IBM and Hortonworks announced an expansion to their relationship focused on extending data science and machine learning to more developers and across the Apache Hadoop ecosystem. The companies are combining Hortonworks Data Platform with IBM Data Science Experience and IBM Big SQL into new integrated solutions designed to help everyone from data scientists to business leaders better analyze and manage their mounting data volumes and accelerate data-driven decision-making.
The news builds on the long-standing relationship between the companies and includes the following:
• Hortonworks will resell the IBM Data Science Experience with HDP, a leading Hadoop distribution, and adopt it as its strategic data science platform, giving developers a fast on-ramp to data science capabilities including machine learning, advanced analytics and statistics. Also, Hortonworks and IBM will create new solution bundles that integrate HDP with IBM Big SQL, IBM’s SQL engine for Hadoop, giving Hortonworks’ legions of clients and users a familiar method of managing their data.
• IBM is adopting HDP for its Hadoop distribution and will fully integrate it with Data Science Experience and Machine Learning. As a result, this solution will combine for users the rich data security, governance and operations functionality provided by HDP, and the advanced analytics and management of the Data Science Experience. IBM will migrate existing IBM BigInsights users to HDP.
IBM Data Science Experience provides a set of critical tools and a collaborative environment through which analysts and developers can create new analytic models quickly and easily. For example, IBM Machine Learning, found in the Data Science Experience, can speed the time it takes to build and deploy analytic models for application development by two-times, according to IBM testing.

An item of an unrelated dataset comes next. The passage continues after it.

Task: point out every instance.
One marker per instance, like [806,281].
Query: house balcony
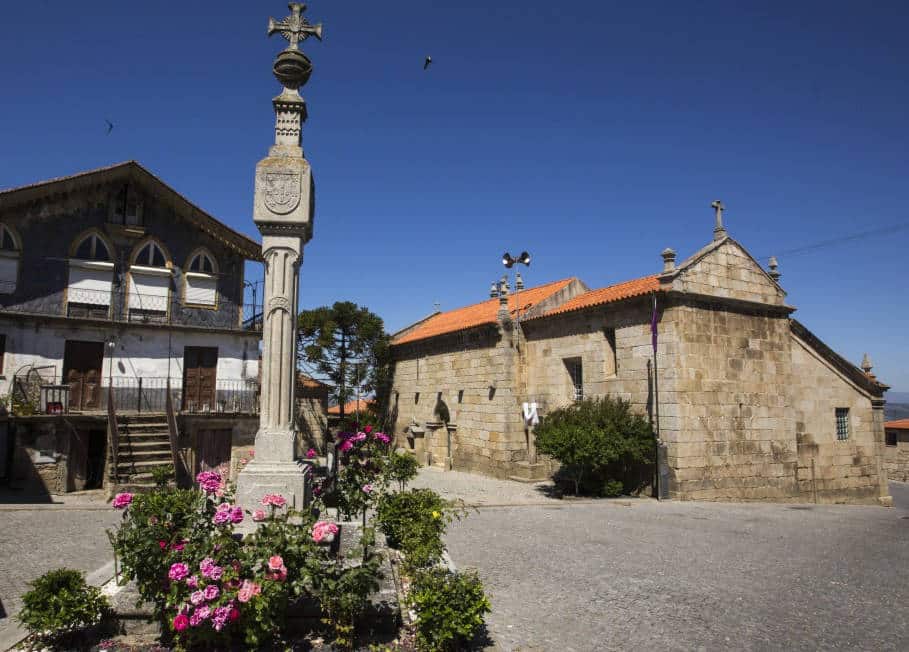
[122,306]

Hortonworks announced Hortonworks DataFlow (HDFTM) for IBM Power Systems. HDF, the industry’s only data ingest, stream processing and streaming analytics platform built entirely on open source software, is designed to enable customers to collect, curate, analyze and act on all data in real-time, across the data center and cloud. Combined with IBM Power Systems, customers can gain access to industry-leading performance and efficiency for streaming analytics. HDF is complementary to HDP and is designed to accelerate the flow of data in motion into HDP to support full fidelity analytics.
Partnering On Apache
As part of their wide-ranging partnership, the companies will also team to advance the development of Unified Governance (IBM BigIntegrate, IBM BigQuality and IBM Information Governance Catalog) on the Apache Atlas open platform. Atlas provides a scalable governance platform for Enterprise Hadoop which is designed to help developers model new business processes and data assets quickly and easily. Through their work, both companies plan to help advance Atlas from its current Incubator status to Apache Top Level Project status, where projects are typically released for open development and deployment.

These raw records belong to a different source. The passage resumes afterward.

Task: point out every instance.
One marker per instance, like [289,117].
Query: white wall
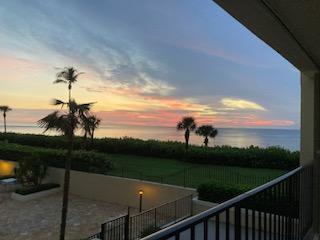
[118,190]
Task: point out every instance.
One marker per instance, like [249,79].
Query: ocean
[238,137]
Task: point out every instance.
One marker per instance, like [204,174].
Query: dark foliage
[33,189]
[86,161]
[255,157]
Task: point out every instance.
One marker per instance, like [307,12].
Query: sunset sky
[146,62]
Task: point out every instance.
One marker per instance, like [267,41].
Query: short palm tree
[5,109]
[69,76]
[90,124]
[207,131]
[187,124]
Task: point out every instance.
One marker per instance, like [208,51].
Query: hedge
[218,192]
[255,157]
[34,189]
[86,161]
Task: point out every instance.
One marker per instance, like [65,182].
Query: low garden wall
[118,190]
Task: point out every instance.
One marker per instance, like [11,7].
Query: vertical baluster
[227,223]
[270,226]
[264,226]
[192,232]
[246,224]
[253,224]
[217,227]
[237,223]
[205,229]
[259,225]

In addition to Atlas, the companies will also partner on the advancement of Apache Spark, the open source framework for processing and analyzing large data sets across clustered environments. The companies will also collaborate to advance the Apache Hadoop framework itself, working to unify access to multi-vendor, heterogeneous data environments across data warehouses and databases – ultimately aiming to simplify the environment for better value from all data.